Corralling VM Complexity with Machine Learning
The widespread use of virtual machines (VMs) makes tracing performance problems in today’s enterprise applications a daunting task. Traditional tools designed to track slowdowns on physical hardware are no match for today’s fast-changing VM infrastructure. Now a software company called SIOS Technology is using machine learning algorithms and predictive techniques to cut through the VM complexity and give harried admins a jumpstart to resolving performance issues.
The huge popularity of hypervisors like VMWare‘s ESX Server and Citrix‘s XenServer have had a fundamental impact on how IT operations do their jobs. Instead of running one Windows or Linux application on one Intel-based server, organizations now stack a dozen or more operating environments on each physical server, thereby ramping up the workload efficiency of the servers to levels typically only seen with big hosts like IBM mainframes and Power Systems servers.
But that newfound computing density has created some unanticipated consequences. Because the hypervisors provide an abstraction level atop the underlying compute, storage, and networking resources, it can be hard knowing exactly what underlying resources the applications are using. And because of that, it can throw IT administrators for a loop when tracking down performance problems.
“There’s just so many moving pieces,” says Jerry Melnick, COO of SIOS Technology, a longtime provider of high availability (HA) software for Intel-based servers. “When you move them onto a virtualized environment, the complexity goes up an order of magnitude, if not more, because now the pieces are interdependent on the hardware resources underneath them.”
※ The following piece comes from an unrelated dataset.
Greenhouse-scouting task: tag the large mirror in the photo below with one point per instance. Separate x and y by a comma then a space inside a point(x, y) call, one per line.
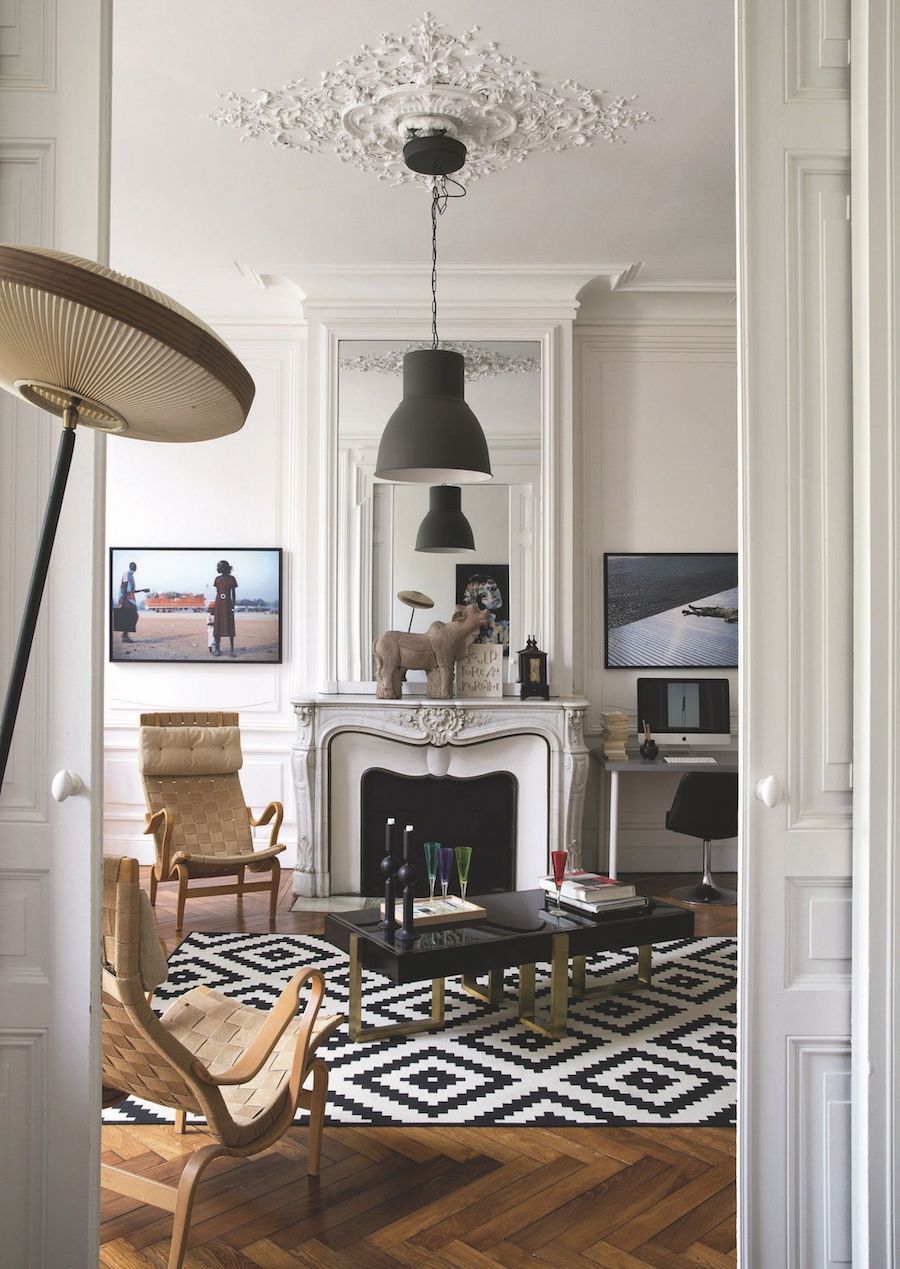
point(378, 522)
When problems crop up–as they inevitably do–IT staffers must try to find the cause. What typically happens is the application person says his software is working fine, the SAN guy says the storage is working normally, and the network guy says the network is fine, Melnick says. “So it becomes a fingerprinting operation,” he says. “It’s not entirely clear who’s doing what when you have 30 servers and 2,000 virtual machines.”
SIOS has heard this problem over and over from its customers, and so it decided to do something about it. First it hired Sergey A. Razin, a Ph.D. who’s used his machine learning expert at companies like Kaspersky and Avaya. As CTO, Razin led development of the SIOS iQ technology, which it formally unveiled today.
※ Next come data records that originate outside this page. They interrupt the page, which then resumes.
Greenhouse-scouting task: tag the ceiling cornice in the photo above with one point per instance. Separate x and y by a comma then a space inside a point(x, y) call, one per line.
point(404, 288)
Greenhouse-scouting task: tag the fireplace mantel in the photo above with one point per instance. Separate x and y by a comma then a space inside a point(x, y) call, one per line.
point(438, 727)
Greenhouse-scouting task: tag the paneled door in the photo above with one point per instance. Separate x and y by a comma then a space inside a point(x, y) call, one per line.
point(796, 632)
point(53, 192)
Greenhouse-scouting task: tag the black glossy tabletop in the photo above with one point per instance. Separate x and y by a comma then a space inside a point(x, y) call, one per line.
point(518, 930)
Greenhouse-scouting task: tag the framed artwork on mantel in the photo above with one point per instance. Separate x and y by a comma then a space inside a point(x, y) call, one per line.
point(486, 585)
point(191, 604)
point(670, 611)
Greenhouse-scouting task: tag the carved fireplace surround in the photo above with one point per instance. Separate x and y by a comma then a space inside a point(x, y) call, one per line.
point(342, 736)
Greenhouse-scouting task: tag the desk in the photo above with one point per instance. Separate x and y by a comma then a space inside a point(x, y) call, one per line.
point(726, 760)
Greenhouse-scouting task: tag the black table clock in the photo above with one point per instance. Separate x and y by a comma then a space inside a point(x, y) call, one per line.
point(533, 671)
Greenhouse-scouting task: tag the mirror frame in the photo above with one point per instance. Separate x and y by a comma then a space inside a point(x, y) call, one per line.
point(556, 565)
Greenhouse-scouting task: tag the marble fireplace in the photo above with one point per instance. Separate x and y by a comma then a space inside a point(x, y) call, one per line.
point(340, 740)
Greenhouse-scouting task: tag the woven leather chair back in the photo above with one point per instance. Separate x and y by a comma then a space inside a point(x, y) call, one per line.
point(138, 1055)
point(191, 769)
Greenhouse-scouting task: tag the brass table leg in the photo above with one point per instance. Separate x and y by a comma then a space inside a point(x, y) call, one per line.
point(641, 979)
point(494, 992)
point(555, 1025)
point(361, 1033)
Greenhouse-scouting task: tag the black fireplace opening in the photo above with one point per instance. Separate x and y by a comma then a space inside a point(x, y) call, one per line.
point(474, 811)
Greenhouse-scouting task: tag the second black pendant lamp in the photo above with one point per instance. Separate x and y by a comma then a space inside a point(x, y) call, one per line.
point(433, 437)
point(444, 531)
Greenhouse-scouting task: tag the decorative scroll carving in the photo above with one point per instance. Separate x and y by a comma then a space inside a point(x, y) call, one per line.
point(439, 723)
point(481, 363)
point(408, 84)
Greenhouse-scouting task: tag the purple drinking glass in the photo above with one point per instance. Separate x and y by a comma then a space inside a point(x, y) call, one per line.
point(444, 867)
According to Melnick, the software is using big data technology—including graph analytics and machine learning–to track how various VMs and applications consume resources like CPU, memory, storage, and network I/O, and ultimately detect patterns that are indicative of applications gone bad.
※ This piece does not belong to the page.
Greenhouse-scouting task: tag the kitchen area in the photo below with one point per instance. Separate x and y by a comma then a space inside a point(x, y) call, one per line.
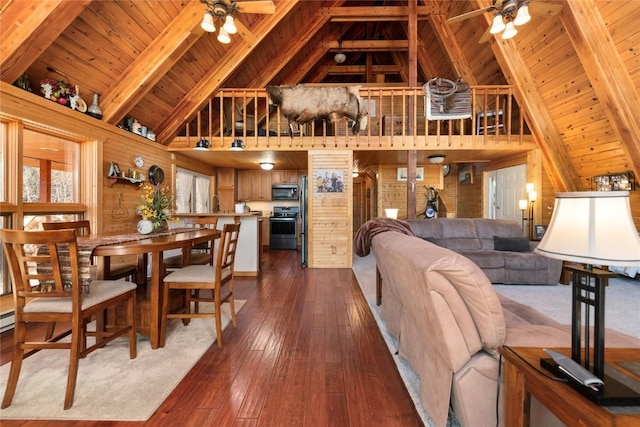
point(276, 197)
“We’re looking to find correlations and patterns of behavior in the system that are predictive of abnormal behavior,” Melnick says. “Machine learning is about putting tougher all the pieces–first finding who’s associated with whom, who’s connected to whom—and then when something happens, try to identify the pattern of behavior and whether it’s abnormal.”
The software uses various unsupervised and semi-supervised machine learning algorithms to figure things out about each customer’s system. “Over time we can understand that these three VMs, storage, and network are connected and they always react under certain automatically identified thresholds,” Melnick says. “When we see a deviation over time for that group, we understand that’s an anomaly, that’s aberrant behavior, and that needs to be called out. Once we have that being called out, we can link that to events that occurred, and ID what happened and where you need to look.”
The software bubbles up the alerts to SIOS iQ’s PERC dashboard, which tracks Performance, Efficiency, Reliability, and Capacity. You can think of those as indicator lights in a car, Melnick says. “They represent at a high level, across the infrastructure that we’re analyzing, an aggregate goodness and deviation of goodness over time.”
The software doesn’t actually help IT staffers fix the underlying issue—they still need to use the various performance detection tools and techniques they have traditionally used. But by pointing the customer in the right direction—say by showing that a certain VM is suddenly consuming an inordinate amount of CPUs in certain conditions—the IT staffers can get a jump on the problem resolution process. Melnick says the software will save customers at least a day per event.
The software currently only supports VMWare’s ESX Server hypervisor, but the company plans to expand that. It also supports Microsoft’s SQL Server database, although the company wants to support additional databases and applications (such as ERP systems from SAP or Oracle) in the future.
SIOS isn’t the only vendor applying machine learning technology to complex IT environments. But it is at the leading edge of a trend that’s surely to expand, particularly as adoption of cloud computing rises and the VM footprint in data center gets bigger. “People are just starting to use it,” Melnick says. “As they use data mining, big data, and machine learning approaches in other domains, it’s just coming into the IT domain.”